Artist Mehlli Gobhai passes away

The 87-year-old veteran artist had been ailing for a while

September 13, 2018 05:02 pm | Updated 08:56 pm IST - Mumbai

Artist Mehlli Gobhai and writer Jerry Pinto on a panel discussion about his work at the Social Communications Media department at Sophia Polytechnic, Mumbai

Artist Mehlli Gobhai and writer Jerry Pinto on a panel discussion about his work at the Social Communications Media department at Sophia Polytechnic, Mumbai

The Mumbai-based artist, Mehlli Gobhai has died at the age of 87 in a city hospital this morning. The artist was said to be ailing for a while and had been hospitalised for a month.

Poet, curator and cultural critic Ranjit Hoskote’s tweet — an endearing image of artists Jehangir Sabavala and Mr. Gobhai along with him – recalled a friendship of three decades and “many years of conversation, travel and meetings”.

Mr. Hoskote said to The Hindu , “He was one of the last great original characters [in the art world]. Absolutely eccentric and with a marvellous experience that crossed three continents in the most interesting decades in the 20th century. He landed in New York city in the most interesting decades and was really a witness to all the incredible moments in art history. He was easily our finest abstractionist. He really crafted his own amazing abstractionism idiom and that was literally special. Had he played his cards better in terms internationally he would have been in a different league. He’s in the same league of [Mark] Rothko and [Barnett] Newman.”

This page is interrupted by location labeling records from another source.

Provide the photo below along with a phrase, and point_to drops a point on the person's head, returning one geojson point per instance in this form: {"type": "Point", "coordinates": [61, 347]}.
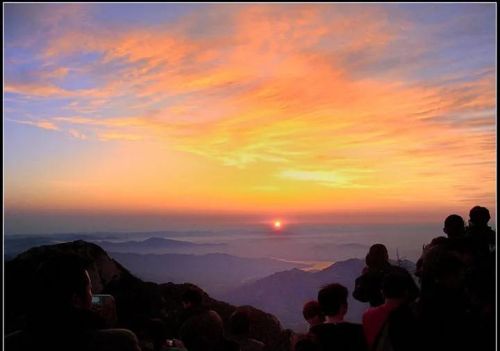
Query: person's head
{"type": "Point", "coordinates": [399, 285]}
{"type": "Point", "coordinates": [192, 298]}
{"type": "Point", "coordinates": [239, 322]}
{"type": "Point", "coordinates": [454, 226]}
{"type": "Point", "coordinates": [63, 282]}
{"type": "Point", "coordinates": [377, 256]}
{"type": "Point", "coordinates": [479, 216]}
{"type": "Point", "coordinates": [443, 271]}
{"type": "Point", "coordinates": [333, 300]}
{"type": "Point", "coordinates": [306, 343]}
{"type": "Point", "coordinates": [312, 313]}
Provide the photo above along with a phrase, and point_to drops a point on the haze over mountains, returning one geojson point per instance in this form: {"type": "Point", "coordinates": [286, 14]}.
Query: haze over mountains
{"type": "Point", "coordinates": [216, 273]}
{"type": "Point", "coordinates": [269, 271]}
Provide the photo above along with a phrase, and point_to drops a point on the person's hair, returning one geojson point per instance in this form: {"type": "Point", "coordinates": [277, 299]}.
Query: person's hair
{"type": "Point", "coordinates": [439, 241]}
{"type": "Point", "coordinates": [397, 284]}
{"type": "Point", "coordinates": [479, 215]}
{"type": "Point", "coordinates": [192, 296]}
{"type": "Point", "coordinates": [239, 322]}
{"type": "Point", "coordinates": [331, 298]}
{"type": "Point", "coordinates": [59, 278]}
{"type": "Point", "coordinates": [377, 256]}
{"type": "Point", "coordinates": [454, 225]}
{"type": "Point", "coordinates": [311, 309]}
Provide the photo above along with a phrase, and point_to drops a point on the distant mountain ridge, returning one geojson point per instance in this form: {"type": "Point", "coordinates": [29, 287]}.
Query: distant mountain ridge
{"type": "Point", "coordinates": [215, 272]}
{"type": "Point", "coordinates": [283, 294]}
{"type": "Point", "coordinates": [15, 244]}
{"type": "Point", "coordinates": [137, 301]}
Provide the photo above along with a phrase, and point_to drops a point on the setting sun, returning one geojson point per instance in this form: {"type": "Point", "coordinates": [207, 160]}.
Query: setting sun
{"type": "Point", "coordinates": [277, 225]}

Auction house, Saffron Art’s website describes Mr Gobhai as, “a classical abstractionist with traditional artistic leanings”. Born in 1931, Mr. Gobhai graduated from St. Xavier’s College, Mumbai. He later studied at the Royal College of Art, London and then Pratt Graphic Centre and the Art Students League, New York. He lived and worked in New York for over 20 years, returning to the city of his birth in the late 1980s.

Mr. Hoskote said that, “Nancy [Adajania] and I are currently working with memories of his work for a retrospective of his work, slated to go on display in March 2019. This will be a tribute to the great purity of [Mehlli’s] abstraction. He was such a kaleidoscopic character.”